Then, on May 25, 1961, President Kennedy uttered his immortal words before a joint session of Congress: “I believe that this nation should commit itself to achieving the goal, before this decade is out, of landing a man on the moon and returning him safely to the earth.” Suddenly, NASA had a hard and very ambitious deadline to meet and a decision had to be made; it could only afford the time and expense of developing a lunar landing program along one of the three paths.

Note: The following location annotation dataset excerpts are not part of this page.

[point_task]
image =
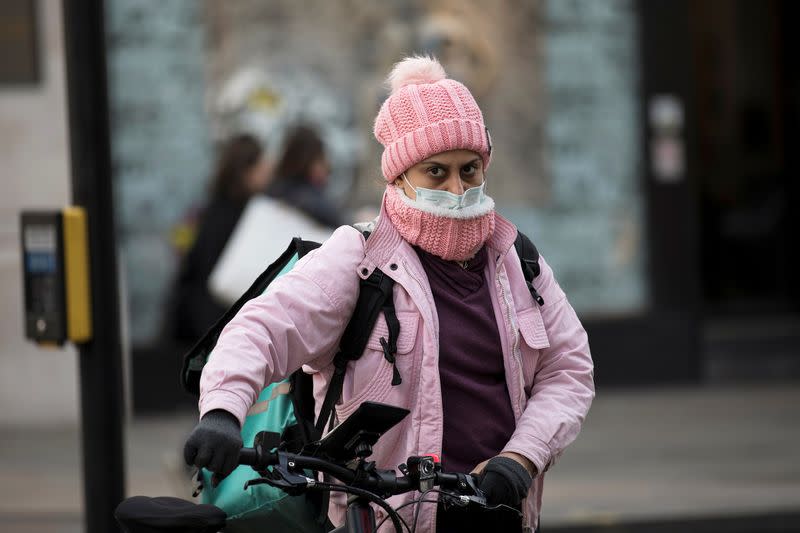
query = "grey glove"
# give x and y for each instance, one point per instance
(504, 481)
(214, 444)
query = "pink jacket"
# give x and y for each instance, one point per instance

In July, 1962, NASA Administrator Jim Webb announced LOR as the approved route the Apollo program would be taking to the moon. This shift away from the Direct ascent mode (favored by the legendary Dr. Wernher Von Braun, designer of the Nazi V-2 rocket and Apollo’s Saturn V launch system) to the least likely candidate in LOR was due to the zealous belief and dogged determination of one man: Dr. John Houboldt. For the better part of two years, Houboldt make it his singular mission to convince the rest of NASA that not only was LOR the best approach to landing on the moon, it was the only one that could be done before the end of 1969. As recorded in a NASA organizational history series:
“In the summer of 1960, while making back-of-the-envelope calculations to confirm the savings in rocket-boosting power gained by the LOR approach, Houbolt experienced a powerful technological epiphany. Three years later, in a 1963 article, he described what happened: ‘Almost simultaneously, it became clear that lunar-orbit rendezvous offered a chain reaction simplification on all ‘back effects’: development, testing, manufacturing, erection, count-down, flight operations, etc.’ In this moment of revelation, Houbolt made an ardent resolve: ‘I vowed to dedicate myself to the task.’ From that instant until NASA’s selection of the mission mode for Project Apollo in July 1962, he tirelessly crusaded for the LOR concept.”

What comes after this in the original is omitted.